Kelly got into a Twitter spat with Russia's top space official, Dmitry Rogozin, who made inflammatory comments about the ISS falling to Earth without Russia's help. SpaceX CEO Elon Musk and astronomer Jonathan McDowell have also sparred with Rogozin online.
Still, NASA officials maintain that operations on the ISS aren't affected by fallout from Russia's invasion of Ukraine. Vande Hei is still poised to return safely to Earth aboard a Russian Soyuz spaceship on March 30.
"Nothing has changed in the last three weeks," Joel Montalbano, NASA's ISS program manager, said in a spacewalk press briefing on Monday.
"I can tell you for sure, Mark is coming home on that Soyuz. We are in communication with our Russian colleagues. There's no fuzz on that."
By the time he lands in Kazakhstan, the astronaut will have spent 355 days in space.
"I don't think it's really my record – I think it would be the whole team's," Vande Hei told Insider in August. "It's just another step forward for humanity. I also don't expect that to be a record that would last very long, because we're doing bigger and better things all the time."
Vande Hei, a former Army colonel from New Jersey and Minnesota, wasn't originally scheduled to stay in space for so long. When he launched to the ISS on a Russian Soyuz spaceship on April 9, 2021, he was planning for a standard six-month shift of spacewalks, science experiments, and station maintenance.
But Vande Hei and his crewmate, Russian cosmonaut Pyotr Dubrov, knew they might do a double shift, stretching their stay to a full year. Russia's space agency, Roscosmos, was launching a film director and actress to the ISS for a week of movie-making.

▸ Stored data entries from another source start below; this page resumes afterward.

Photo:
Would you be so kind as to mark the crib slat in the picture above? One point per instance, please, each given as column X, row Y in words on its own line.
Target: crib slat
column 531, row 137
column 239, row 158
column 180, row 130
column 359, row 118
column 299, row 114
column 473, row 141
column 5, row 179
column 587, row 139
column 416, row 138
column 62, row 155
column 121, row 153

The agency ultimately asked Vande Hei and Dubrov to give the film crew their seats on the spaceship back to Earth. The astronaut-cosmonaut duo would hitch a ride on the next Soyuz ship.
Dubrov will also have spent 355 days in space. But that's not a record for Russia. Cosmonaut Valery Polyakov holds the title for longest continuous human spaceflight, after spending 438 days on Russia's Mir space station in the mid-'90s.
Rogozin's comments left Vande Hei's family 'very worried'
Although Roscosmos and NASA continue to collaborate on the ISS, Rogozin has targeted the station in his Twitter tirades. On February 24, he claimed the ISS would lose orbit and begin an uncontrolled fall to Earth if Russia withdrew its spaceships, which routinely fire their engines to push the ISS higher, a maneuver called a "reboost," after the station loses altitude.
The following week, NASA Watch reported that a Russian state media outlet posted a Roscosmos video to Telegram, including edited ISS footage to make it look like cosmonauts were leaving Vande Hei behind. Insider has not independently verified that the video came from Roscosmos.
Vande Hei's mother, Mary, told The Daily Mail on Sunday that Rogozin was making "a terrible threat."
"When I first heard it, I did a lot of crying. It's very troubling. We are just doing a lot of praying," she told the Mail, adding, "It is really a shame that it's been politicized like this. It's quite a shock."
Vande Hei's wife, Julie, is "very worried," she added.
"These threats are just one person speaking and though it's the head of the Russian space agency, all the other people within the space agency seem very cooperative," Vande Hei's father, Tom, told the Mail, adding, "Our son does not scare easily."
Soyuz spaceships are no longer the only vehicles capable of carrying humans to the ISS. Since 2020, NASA has been using SpaceX Crew Dragon spaceships to ferry astronauts to and from the station.